Fewer than 15% of Washington Medicaid emergency department visits for mental health conditions—and roughly 11% of visits for substance use disorders or alcohol use disorder—were followed by condition-concordant primary care within 30 days, according to a retrospective cohort study published in JAMA Network Open.

The analysis included 859,043 emergency department (ED) visit claims from 367,245 Medicaid beneficiaries aged 18 years or older who lived in Washington, were enrolled in Medicaid for at least 11 months in 2022, and had at least one ED visit that year.

Researchers assessed 30-day condition-concordant primary care follow-up following ED visits for mental health conditions and substance use disorders. Alcohol use disorder, a specific subtype, was examined separately. Follow-up was defined as a primary care visit in which the diagnosis matched the ED visit diagnosis.

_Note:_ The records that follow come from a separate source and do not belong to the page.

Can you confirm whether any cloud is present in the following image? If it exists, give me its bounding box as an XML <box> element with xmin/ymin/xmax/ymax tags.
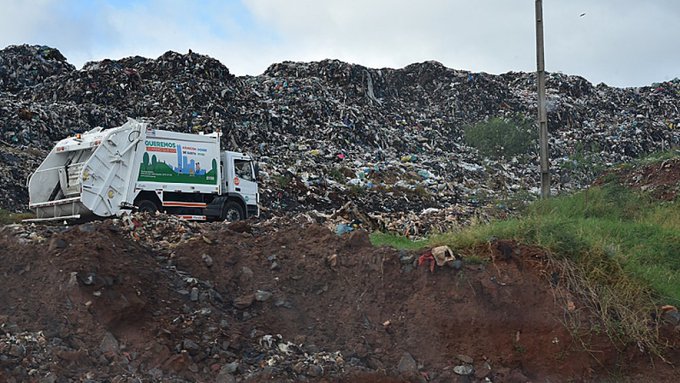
<box><xmin>0</xmin><ymin>0</ymin><xmax>680</xmax><ymax>86</ymax></box>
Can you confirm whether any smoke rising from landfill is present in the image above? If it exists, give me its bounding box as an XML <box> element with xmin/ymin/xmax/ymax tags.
<box><xmin>0</xmin><ymin>0</ymin><xmax>680</xmax><ymax>87</ymax></box>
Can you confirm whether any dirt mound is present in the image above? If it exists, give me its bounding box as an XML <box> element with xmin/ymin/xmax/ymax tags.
<box><xmin>0</xmin><ymin>216</ymin><xmax>677</xmax><ymax>382</ymax></box>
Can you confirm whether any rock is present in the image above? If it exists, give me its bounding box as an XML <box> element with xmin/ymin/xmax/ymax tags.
<box><xmin>99</xmin><ymin>331</ymin><xmax>120</xmax><ymax>358</ymax></box>
<box><xmin>201</xmin><ymin>254</ymin><xmax>213</xmax><ymax>267</ymax></box>
<box><xmin>255</xmin><ymin>290</ymin><xmax>273</xmax><ymax>302</ymax></box>
<box><xmin>397</xmin><ymin>352</ymin><xmax>418</xmax><ymax>375</ymax></box>
<box><xmin>240</xmin><ymin>266</ymin><xmax>254</xmax><ymax>281</ymax></box>
<box><xmin>78</xmin><ymin>222</ymin><xmax>95</xmax><ymax>233</ymax></box>
<box><xmin>234</xmin><ymin>294</ymin><xmax>255</xmax><ymax>310</ymax></box>
<box><xmin>39</xmin><ymin>372</ymin><xmax>57</xmax><ymax>383</ymax></box>
<box><xmin>189</xmin><ymin>287</ymin><xmax>198</xmax><ymax>302</ymax></box>
<box><xmin>305</xmin><ymin>364</ymin><xmax>323</xmax><ymax>378</ymax></box>
<box><xmin>215</xmin><ymin>371</ymin><xmax>236</xmax><ymax>383</ymax></box>
<box><xmin>220</xmin><ymin>361</ymin><xmax>241</xmax><ymax>375</ymax></box>
<box><xmin>453</xmin><ymin>364</ymin><xmax>474</xmax><ymax>376</ymax></box>
<box><xmin>475</xmin><ymin>362</ymin><xmax>491</xmax><ymax>379</ymax></box>
<box><xmin>182</xmin><ymin>339</ymin><xmax>201</xmax><ymax>352</ymax></box>
<box><xmin>48</xmin><ymin>238</ymin><xmax>68</xmax><ymax>251</ymax></box>
<box><xmin>507</xmin><ymin>369</ymin><xmax>530</xmax><ymax>383</ymax></box>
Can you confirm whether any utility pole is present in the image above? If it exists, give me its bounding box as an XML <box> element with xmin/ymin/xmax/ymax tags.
<box><xmin>536</xmin><ymin>0</ymin><xmax>550</xmax><ymax>199</ymax></box>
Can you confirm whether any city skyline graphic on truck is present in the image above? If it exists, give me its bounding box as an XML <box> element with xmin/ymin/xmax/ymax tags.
<box><xmin>138</xmin><ymin>140</ymin><xmax>217</xmax><ymax>185</ymax></box>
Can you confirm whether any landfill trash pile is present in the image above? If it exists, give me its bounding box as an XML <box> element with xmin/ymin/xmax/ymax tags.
<box><xmin>0</xmin><ymin>216</ymin><xmax>680</xmax><ymax>383</ymax></box>
<box><xmin>0</xmin><ymin>45</ymin><xmax>680</xmax><ymax>234</ymax></box>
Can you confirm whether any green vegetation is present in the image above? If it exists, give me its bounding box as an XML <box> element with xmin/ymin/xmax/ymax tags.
<box><xmin>371</xmin><ymin>232</ymin><xmax>428</xmax><ymax>250</ymax></box>
<box><xmin>373</xmin><ymin>156</ymin><xmax>680</xmax><ymax>353</ymax></box>
<box><xmin>465</xmin><ymin>116</ymin><xmax>538</xmax><ymax>158</ymax></box>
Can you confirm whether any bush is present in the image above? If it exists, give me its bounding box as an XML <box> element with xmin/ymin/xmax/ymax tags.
<box><xmin>465</xmin><ymin>117</ymin><xmax>538</xmax><ymax>158</ymax></box>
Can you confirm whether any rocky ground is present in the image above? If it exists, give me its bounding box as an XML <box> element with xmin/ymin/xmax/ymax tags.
<box><xmin>0</xmin><ymin>154</ymin><xmax>680</xmax><ymax>383</ymax></box>
<box><xmin>0</xmin><ymin>45</ymin><xmax>680</xmax><ymax>234</ymax></box>
<box><xmin>0</xmin><ymin>46</ymin><xmax>680</xmax><ymax>383</ymax></box>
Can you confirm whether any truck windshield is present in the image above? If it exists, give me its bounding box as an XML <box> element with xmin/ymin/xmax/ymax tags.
<box><xmin>234</xmin><ymin>160</ymin><xmax>253</xmax><ymax>181</ymax></box>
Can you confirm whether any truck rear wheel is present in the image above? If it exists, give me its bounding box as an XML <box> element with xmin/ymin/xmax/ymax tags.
<box><xmin>137</xmin><ymin>199</ymin><xmax>158</xmax><ymax>214</ymax></box>
<box><xmin>222</xmin><ymin>201</ymin><xmax>246</xmax><ymax>222</ymax></box>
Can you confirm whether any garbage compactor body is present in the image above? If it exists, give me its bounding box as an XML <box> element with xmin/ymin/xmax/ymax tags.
<box><xmin>28</xmin><ymin>119</ymin><xmax>259</xmax><ymax>221</ymax></box>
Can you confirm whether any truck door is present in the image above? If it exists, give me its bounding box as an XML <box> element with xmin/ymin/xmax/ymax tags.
<box><xmin>232</xmin><ymin>158</ymin><xmax>257</xmax><ymax>205</ymax></box>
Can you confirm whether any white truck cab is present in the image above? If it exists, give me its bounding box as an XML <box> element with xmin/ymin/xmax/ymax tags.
<box><xmin>28</xmin><ymin>119</ymin><xmax>259</xmax><ymax>221</ymax></box>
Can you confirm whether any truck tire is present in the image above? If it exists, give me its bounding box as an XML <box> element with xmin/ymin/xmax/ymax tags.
<box><xmin>222</xmin><ymin>201</ymin><xmax>246</xmax><ymax>222</ymax></box>
<box><xmin>137</xmin><ymin>199</ymin><xmax>158</xmax><ymax>214</ymax></box>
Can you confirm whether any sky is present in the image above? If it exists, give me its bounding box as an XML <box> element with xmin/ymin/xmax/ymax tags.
<box><xmin>0</xmin><ymin>0</ymin><xmax>680</xmax><ymax>87</ymax></box>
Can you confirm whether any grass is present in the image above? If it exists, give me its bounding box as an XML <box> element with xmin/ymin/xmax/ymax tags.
<box><xmin>373</xmin><ymin>156</ymin><xmax>680</xmax><ymax>355</ymax></box>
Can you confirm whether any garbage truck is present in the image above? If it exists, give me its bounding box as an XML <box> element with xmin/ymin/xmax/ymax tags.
<box><xmin>28</xmin><ymin>119</ymin><xmax>260</xmax><ymax>221</ymax></box>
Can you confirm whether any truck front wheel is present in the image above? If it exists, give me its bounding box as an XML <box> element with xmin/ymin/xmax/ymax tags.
<box><xmin>137</xmin><ymin>199</ymin><xmax>158</xmax><ymax>214</ymax></box>
<box><xmin>222</xmin><ymin>201</ymin><xmax>245</xmax><ymax>222</ymax></box>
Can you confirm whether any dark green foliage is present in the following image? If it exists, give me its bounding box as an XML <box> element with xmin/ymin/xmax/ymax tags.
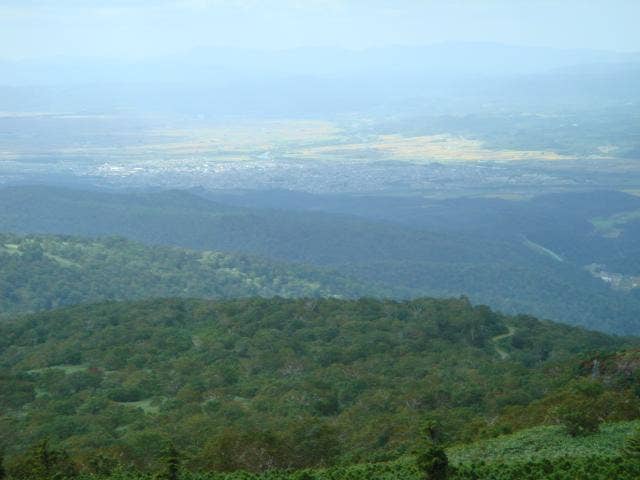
<box><xmin>0</xmin><ymin>234</ymin><xmax>380</xmax><ymax>316</ymax></box>
<box><xmin>416</xmin><ymin>421</ymin><xmax>449</xmax><ymax>480</ymax></box>
<box><xmin>0</xmin><ymin>187</ymin><xmax>640</xmax><ymax>334</ymax></box>
<box><xmin>10</xmin><ymin>440</ymin><xmax>77</xmax><ymax>480</ymax></box>
<box><xmin>558</xmin><ymin>404</ymin><xmax>602</xmax><ymax>437</ymax></box>
<box><xmin>624</xmin><ymin>430</ymin><xmax>640</xmax><ymax>462</ymax></box>
<box><xmin>0</xmin><ymin>298</ymin><xmax>638</xmax><ymax>472</ymax></box>
<box><xmin>159</xmin><ymin>443</ymin><xmax>181</xmax><ymax>480</ymax></box>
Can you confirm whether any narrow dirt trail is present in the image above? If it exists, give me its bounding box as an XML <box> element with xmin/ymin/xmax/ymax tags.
<box><xmin>491</xmin><ymin>325</ymin><xmax>516</xmax><ymax>360</ymax></box>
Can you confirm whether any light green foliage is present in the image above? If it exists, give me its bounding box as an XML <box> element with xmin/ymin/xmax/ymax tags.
<box><xmin>0</xmin><ymin>298</ymin><xmax>638</xmax><ymax>472</ymax></box>
<box><xmin>0</xmin><ymin>234</ymin><xmax>375</xmax><ymax>315</ymax></box>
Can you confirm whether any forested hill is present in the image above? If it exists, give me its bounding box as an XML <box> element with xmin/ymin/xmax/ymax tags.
<box><xmin>0</xmin><ymin>298</ymin><xmax>638</xmax><ymax>470</ymax></box>
<box><xmin>0</xmin><ymin>234</ymin><xmax>378</xmax><ymax>316</ymax></box>
<box><xmin>0</xmin><ymin>187</ymin><xmax>640</xmax><ymax>334</ymax></box>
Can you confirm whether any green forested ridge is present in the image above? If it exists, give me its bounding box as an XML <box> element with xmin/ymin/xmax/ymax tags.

Among 131,704 ED visits for mental health conditions, 18,722 were followed by condition-concordant primary care within 30 days, for a rate of 14%. Among 101,684 ED visits for substance use disorders, 11,353 had follow-up (11%). In the alcohol use disorder subgroup, 3,675 of 33,196 ED visits had follow-up, also approximately 11%.

Disparities in follow-up

Across all three models, non-Hispanic Black beneficiaries had the lowest predicted probability of follow-up. Compared with this group, non-Hispanic White beneficiaries had approximately 4 to 5 percentage points higher probability of follow-up, with similar advantages observed for Alaska Native or American Indian, Asian or Pacific Islander, and other racial groups.

Beneficiaries experiencing homelessness also had lower follow-up rates, with differences of approximately 3 percentage points following mental health–related ED visits and about 2 percentage points following substance use–related visits.

Differences by condition and patient characteristics

Associations with follow-up varied by condition.

Following ED visits for mental health conditions, female sex, rural residence, and greater comorbidity burden were associated with higher probability of follow-up, whereas increasing age was associated with lower probability

Following ED visits for substance use disorders, older age and greater comorbidity burden were associated with higher probability of follow-up

In the alcohol use disorder subgroup, older age, female sex, and greater comorbidity burden were associated with higher probability of follow-up, whereas rural residence was associated with lower probability

Higher comorbidity burden, measured using the modified Quan-Charlson Comorbidity Index, was consistently associated with greater probability of follow-up across all models, suggesting that patients with more complex medical needs may have more established primary care connections or care coordination.

Notably, rural residence showed different patterns depending on condition—associated with higher follow-up after mental health–related visits but lower follow-up after alcohol use disorder–related visits—highlighting potential differences in access to condition-specific services.

Interpretation and context

The findings are notable given that Washington implemented a statewide integrated managed care model by 2020 aimed at improving coordination between behavioral health and primary care services. Persistently low follow-up rates suggest ongoing challenges in achieving continuity of care even in systems designed to promote integration.

The study also comes amid policy changes that could affect access to care. The authors noted that recent federal legislation is projected to increase the number of uninsured individuals, which could further reduce access to primary care follow-up and increase reliance on emergency services.

Limitations

The authors emphasized several limitations. As a single-state analysis, the findings may not be generalizable to other Medicaid programs. The use of claims data may underestimate follow-up if clinicians addressed mental health or substance use concerns without coding the same primary diagnosis.

Follow-up was measured from the ED visit rather than hospital discharge, meaning patients who were hospitalized after the ED visit may have had less opportunity to complete a 30-day follow-up within the study window.

Importantly, the study captured only primary care follow-up. It did not assess follow-up in specialty behavioral health settings, addiction medicine programs, residential treatment facilities, or other care pathways. As a result, the findings reflect gaps in primary care follow-up specifically rather than absence of any follow-up care.

Takeaway

“Condition-concordant primary care follow-up after ED visits for MH conditions, SUDs, and AUD was infrequent,” wrote lead researcher Jonathan A. Staloff, MD, of the University of Washington, and colleagues. “Tailored care coordination and outreach may be necessary to improve continuity of and access to primary care services among these populations.”

No conflicts of interest were reported. The study was funded by the Washington Health Care Authority; two coauthors were affiliated with the funding organization at the time of the study.